Daesh : à quoi joue la France dans la région ?

Alors que les troupes de Daesh s’approchent inexorablement de la ville syrienne kurde de Kobané à la frontière avec la Turquie, la situation est critique et EELV s’interroge sur la stratégie française.

On compte déjà des centaines de milliers de déplacés et la chute de Kobané constituerait une défaite symbolique majeure dans la tentative de circonscrire l’avancée de ces groupes aux pratiques barbares. EELV s’inquiète pour le sort des plus de 1,5 million de Kurdes syriens qui vivent dans la région et qui pourraient subir la menace djihadiste.

Le président de la République a décidé – sans débat au parlement – d’entraîner la France dans la coalition contre Daesh. Mais les frappes sont dénoncées comme ne servant pratiquement à rien et n’ont pas semblé freiner Daesh dans son avancée.

EELV appelle le président et le ministère des affaires étrangères à enfin recevoir les organisations kurdes de France pour échanger avec elles sur la meilleure manière de soutenir les kurdes, principal rempart contre l’avancée de Daesh en Irak et en Syrie.
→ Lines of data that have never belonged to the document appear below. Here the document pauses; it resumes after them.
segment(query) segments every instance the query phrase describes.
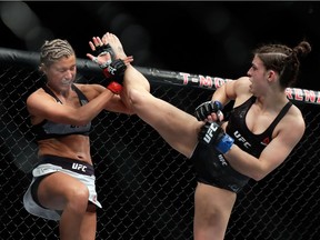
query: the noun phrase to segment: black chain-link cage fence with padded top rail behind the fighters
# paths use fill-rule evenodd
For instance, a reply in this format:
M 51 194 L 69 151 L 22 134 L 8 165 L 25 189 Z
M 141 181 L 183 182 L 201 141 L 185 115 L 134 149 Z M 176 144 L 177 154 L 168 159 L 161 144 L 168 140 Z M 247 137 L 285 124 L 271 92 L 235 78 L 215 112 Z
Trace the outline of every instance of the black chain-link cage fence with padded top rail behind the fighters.
M 1 239 L 58 239 L 56 221 L 29 214 L 22 196 L 37 163 L 26 99 L 43 83 L 36 52 L 0 48 Z M 90 60 L 78 59 L 77 81 L 101 83 Z M 151 93 L 193 113 L 229 79 L 137 67 Z M 320 92 L 287 89 L 307 129 L 288 159 L 238 194 L 226 240 L 320 239 Z M 229 106 L 226 107 L 228 110 Z M 228 118 L 228 114 L 227 114 Z M 183 122 L 181 122 L 183 124 Z M 93 120 L 91 153 L 97 176 L 97 239 L 192 239 L 194 171 L 137 116 L 101 112 Z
Au sein de la coalition, la France doit faire entendre sa voix pour que des sanctions soient prises à l’égard des Etats soutiens de Daesh qui achètent son pétrole ou le financent et l’arment directement.

Dans l’immédiat, alors que la Turquie décide de sa participation dans la coalition, la France et l’Union Européenne doivent prendre des mesures humanitaires d’urgence pour protéger la population de Kobanê et aider la Turquie à accueillir les centaines de milliers de réfugiés.